I agree with Jonathan Blow, who said that it's awful that Blizzard doesn't take more responsibility with its games, that WoW's model of gameplay is awful. That said, I think the design of the game itself is of an incredible scope. I don't play WoW, so I'd agree with you that WoW is kind of icky.

Video games aren't big mental exercises. Then again, neither is reading a book in and of itself, or watching a movie, or talking to somebody. You get what you want to out of it.

Most of the things I get out of gaming involve lessons about game design itself. A few exceptions: the video game Passage - available for free online - changed how I looked at life (and also made me a bit weepy); Portal taught me of the incredible values of lateral thinking - that won't show up on test scores, because you can't test creativity, but Portal is the video gaming world's Gordion knot, and it showed me just how imperative it is that you create your own mindset when designing rather than mimicking somebody else's; Half Life 2 (also by Valve, who made Portal) taught me about the impact of small things.
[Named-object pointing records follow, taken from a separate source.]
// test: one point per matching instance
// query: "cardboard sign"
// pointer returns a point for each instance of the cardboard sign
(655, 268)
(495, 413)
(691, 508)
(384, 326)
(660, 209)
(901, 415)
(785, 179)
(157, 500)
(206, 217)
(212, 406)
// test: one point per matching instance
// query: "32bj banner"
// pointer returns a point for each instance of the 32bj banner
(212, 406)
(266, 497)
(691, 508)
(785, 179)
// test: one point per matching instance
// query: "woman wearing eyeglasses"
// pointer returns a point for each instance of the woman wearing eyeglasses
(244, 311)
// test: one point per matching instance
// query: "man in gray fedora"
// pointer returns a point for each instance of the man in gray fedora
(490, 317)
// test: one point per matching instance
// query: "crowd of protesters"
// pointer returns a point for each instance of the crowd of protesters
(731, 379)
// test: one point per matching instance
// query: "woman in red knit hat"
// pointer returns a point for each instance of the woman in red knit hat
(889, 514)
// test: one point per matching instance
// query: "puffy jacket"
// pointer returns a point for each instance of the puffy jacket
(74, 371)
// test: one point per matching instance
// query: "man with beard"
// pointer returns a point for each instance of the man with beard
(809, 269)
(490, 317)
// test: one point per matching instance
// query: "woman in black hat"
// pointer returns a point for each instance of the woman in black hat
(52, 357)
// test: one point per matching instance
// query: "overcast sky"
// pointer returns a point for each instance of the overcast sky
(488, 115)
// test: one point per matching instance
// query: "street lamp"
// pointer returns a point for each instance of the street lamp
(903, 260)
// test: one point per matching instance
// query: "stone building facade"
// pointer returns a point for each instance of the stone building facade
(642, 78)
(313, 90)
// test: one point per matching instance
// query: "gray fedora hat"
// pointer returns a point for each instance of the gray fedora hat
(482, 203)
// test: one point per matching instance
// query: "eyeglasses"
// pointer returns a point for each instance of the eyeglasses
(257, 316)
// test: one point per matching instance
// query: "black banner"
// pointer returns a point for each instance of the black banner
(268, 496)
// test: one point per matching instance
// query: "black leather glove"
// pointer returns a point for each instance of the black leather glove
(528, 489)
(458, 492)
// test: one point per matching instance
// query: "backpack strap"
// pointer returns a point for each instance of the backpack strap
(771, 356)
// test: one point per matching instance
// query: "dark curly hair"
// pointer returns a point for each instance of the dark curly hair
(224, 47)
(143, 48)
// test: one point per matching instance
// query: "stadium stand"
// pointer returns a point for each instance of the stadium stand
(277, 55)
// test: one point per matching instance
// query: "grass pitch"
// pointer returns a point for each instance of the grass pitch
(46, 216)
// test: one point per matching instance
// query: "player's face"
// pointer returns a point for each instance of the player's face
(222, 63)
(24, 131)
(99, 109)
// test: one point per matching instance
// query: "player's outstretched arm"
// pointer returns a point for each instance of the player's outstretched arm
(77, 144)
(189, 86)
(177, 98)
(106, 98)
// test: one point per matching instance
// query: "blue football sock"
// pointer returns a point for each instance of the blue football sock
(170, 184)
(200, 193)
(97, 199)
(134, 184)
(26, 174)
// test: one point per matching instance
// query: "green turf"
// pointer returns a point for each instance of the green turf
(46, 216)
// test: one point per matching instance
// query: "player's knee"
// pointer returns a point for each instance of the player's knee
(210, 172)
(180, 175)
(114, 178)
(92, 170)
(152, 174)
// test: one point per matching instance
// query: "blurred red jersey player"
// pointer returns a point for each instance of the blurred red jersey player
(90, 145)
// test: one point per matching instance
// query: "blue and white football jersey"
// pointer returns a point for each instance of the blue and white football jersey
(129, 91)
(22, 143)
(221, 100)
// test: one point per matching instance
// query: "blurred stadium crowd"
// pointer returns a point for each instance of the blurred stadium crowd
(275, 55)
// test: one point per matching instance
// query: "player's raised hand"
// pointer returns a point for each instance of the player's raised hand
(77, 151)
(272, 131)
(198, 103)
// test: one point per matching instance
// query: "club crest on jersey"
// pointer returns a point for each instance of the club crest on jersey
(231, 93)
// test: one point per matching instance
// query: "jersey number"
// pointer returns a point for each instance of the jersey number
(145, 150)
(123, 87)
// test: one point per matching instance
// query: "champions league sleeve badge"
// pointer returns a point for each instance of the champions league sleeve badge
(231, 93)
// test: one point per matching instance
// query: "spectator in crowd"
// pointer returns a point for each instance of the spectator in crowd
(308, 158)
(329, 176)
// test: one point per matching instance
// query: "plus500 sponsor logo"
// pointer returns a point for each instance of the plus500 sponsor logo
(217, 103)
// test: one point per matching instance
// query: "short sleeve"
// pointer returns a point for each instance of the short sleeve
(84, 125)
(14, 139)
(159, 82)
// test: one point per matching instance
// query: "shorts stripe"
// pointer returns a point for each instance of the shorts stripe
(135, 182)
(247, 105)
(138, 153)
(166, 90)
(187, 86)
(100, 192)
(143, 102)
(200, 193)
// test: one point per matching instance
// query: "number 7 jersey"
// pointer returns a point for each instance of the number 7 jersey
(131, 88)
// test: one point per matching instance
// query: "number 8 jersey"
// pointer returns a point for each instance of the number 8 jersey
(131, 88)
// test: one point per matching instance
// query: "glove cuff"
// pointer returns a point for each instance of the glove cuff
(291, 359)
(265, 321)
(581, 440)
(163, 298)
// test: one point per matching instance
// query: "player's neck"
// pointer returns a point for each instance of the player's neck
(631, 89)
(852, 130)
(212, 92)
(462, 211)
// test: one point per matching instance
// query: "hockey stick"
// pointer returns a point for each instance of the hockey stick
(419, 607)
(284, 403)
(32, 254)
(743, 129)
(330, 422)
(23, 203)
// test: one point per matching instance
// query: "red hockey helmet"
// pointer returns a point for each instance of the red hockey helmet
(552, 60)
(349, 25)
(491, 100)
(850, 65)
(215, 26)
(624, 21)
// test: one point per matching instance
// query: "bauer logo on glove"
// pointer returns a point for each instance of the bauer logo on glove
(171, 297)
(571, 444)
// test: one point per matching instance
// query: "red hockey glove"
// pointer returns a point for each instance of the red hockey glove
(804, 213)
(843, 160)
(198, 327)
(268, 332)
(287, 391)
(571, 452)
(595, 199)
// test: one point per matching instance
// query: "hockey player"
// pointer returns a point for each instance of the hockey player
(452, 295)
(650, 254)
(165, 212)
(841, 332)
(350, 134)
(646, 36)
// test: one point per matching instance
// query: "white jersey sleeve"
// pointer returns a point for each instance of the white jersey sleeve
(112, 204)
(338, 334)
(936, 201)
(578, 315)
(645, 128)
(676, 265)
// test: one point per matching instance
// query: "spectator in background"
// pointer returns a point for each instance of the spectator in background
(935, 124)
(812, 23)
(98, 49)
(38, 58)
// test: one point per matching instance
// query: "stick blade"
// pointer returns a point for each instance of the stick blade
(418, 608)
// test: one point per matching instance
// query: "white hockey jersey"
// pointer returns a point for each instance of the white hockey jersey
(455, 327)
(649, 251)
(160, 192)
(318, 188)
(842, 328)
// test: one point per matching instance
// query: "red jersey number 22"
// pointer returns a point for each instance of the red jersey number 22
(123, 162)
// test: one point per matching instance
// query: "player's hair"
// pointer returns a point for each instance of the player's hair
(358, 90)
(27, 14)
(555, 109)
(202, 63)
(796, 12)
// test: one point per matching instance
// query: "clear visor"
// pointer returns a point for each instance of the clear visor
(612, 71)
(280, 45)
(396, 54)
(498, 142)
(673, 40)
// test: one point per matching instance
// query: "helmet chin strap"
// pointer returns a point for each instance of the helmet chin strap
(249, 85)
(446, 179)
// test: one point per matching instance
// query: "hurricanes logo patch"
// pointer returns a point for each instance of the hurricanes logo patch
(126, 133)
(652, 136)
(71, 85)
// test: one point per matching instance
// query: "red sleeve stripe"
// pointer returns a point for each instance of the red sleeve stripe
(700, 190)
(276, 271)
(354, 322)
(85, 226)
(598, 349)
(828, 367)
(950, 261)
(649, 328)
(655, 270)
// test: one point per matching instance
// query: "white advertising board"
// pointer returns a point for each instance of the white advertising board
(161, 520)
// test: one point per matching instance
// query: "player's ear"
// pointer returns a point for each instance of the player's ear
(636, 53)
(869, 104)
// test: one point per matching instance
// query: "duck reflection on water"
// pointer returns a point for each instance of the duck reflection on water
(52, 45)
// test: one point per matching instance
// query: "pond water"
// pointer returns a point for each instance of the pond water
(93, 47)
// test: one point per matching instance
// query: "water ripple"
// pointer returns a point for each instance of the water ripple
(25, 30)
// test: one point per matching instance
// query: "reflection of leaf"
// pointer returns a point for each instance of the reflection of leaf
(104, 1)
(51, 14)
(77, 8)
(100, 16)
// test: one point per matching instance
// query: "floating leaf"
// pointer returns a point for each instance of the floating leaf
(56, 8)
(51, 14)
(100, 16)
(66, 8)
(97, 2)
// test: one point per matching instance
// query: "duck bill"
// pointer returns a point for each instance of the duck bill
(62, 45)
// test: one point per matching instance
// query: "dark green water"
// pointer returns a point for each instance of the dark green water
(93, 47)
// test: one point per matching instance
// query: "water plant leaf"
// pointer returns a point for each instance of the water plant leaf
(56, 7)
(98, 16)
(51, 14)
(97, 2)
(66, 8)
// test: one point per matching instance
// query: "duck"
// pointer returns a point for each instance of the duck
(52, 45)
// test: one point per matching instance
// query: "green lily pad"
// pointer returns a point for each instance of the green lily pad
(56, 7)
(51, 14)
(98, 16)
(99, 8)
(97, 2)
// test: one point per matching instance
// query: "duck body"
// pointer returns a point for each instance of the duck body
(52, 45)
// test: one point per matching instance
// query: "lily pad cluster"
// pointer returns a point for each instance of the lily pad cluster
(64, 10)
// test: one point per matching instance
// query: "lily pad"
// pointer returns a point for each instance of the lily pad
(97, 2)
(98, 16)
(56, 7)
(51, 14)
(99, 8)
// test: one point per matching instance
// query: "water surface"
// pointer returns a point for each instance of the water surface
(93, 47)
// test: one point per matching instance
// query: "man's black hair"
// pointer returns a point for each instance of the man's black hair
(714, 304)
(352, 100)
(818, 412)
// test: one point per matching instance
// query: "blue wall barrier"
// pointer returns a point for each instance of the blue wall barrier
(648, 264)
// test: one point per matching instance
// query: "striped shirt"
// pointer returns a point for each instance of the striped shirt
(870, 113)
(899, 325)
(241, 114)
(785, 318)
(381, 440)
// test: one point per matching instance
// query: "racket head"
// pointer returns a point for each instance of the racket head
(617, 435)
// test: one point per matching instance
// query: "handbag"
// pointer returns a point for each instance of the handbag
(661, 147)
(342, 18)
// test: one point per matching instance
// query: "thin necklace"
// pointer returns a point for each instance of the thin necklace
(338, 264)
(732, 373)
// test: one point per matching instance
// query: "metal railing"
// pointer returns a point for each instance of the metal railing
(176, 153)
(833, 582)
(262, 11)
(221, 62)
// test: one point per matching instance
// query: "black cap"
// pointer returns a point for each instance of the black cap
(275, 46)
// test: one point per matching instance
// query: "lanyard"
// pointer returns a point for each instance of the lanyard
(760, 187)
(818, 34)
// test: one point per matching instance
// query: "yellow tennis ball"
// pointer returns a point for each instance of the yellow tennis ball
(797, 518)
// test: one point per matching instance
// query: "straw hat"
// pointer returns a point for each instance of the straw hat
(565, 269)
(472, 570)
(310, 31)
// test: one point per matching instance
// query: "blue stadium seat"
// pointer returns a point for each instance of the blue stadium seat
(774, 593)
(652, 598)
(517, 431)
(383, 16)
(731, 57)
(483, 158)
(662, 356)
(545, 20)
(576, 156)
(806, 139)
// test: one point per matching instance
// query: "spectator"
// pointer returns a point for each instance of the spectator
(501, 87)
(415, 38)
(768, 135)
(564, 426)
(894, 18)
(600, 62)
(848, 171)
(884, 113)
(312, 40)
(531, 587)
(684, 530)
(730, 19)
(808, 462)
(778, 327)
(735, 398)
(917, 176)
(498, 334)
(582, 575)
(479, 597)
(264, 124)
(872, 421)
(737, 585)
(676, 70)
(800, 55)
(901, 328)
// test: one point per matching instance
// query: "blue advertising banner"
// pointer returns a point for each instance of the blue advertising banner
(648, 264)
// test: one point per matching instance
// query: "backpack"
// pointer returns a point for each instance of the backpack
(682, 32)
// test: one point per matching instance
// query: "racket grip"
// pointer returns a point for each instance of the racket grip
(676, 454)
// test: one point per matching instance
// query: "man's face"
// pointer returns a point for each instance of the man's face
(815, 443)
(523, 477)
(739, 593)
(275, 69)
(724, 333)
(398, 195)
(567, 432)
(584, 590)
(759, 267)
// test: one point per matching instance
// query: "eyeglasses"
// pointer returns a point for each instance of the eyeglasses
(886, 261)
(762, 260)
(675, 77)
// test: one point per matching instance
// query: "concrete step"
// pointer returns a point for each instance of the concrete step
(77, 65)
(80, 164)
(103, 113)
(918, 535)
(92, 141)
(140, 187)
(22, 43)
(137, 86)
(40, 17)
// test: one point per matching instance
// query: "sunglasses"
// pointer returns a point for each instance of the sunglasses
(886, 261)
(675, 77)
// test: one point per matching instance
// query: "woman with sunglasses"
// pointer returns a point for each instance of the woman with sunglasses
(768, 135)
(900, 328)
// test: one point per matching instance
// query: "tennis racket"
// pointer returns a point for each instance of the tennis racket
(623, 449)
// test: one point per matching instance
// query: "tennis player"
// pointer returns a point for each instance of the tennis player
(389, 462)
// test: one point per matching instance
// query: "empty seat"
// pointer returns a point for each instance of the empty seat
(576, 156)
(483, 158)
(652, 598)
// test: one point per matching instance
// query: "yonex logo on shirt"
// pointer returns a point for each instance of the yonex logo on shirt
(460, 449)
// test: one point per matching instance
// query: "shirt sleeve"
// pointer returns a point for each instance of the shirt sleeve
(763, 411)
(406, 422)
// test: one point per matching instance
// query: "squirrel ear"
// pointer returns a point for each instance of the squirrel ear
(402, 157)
When you play a shooter game that starves you for bullets, every shot you fire counts, and you begin to form a bond with the few weapons you have, and you begin looking at the environment around you - the lesson there being to focus on the little details until every little thing is wonderful and worth caring about.

But that's antithetical to the discussion. Listening to Mozart doesn't make you smarter. In fact, Mozart wrote pop - he made easy, distinct, catchy themes. The only genius involved with Mozart is Mozart. There are similar geniuses now working in the world of video gaming, and online. It's not the masses, it's the individual that gains.




"Video games aren't big mental exercises. Then again, neither is reading a book in and of itself, or watching a movie, or talking to somebody. You get what you want to out of it."

Agreed. Also, some books are stimulating, but some are really vapid. Generalizing about any medium as a whole is probably a bad idea, except in relation to the factors shaping it. For example, I think that media which makes money by holding your attention long enough to expose you to ads (some tv and blogs, most magazines) have a strong incentive to produce content that grabs your attention but isn't necessarily deep.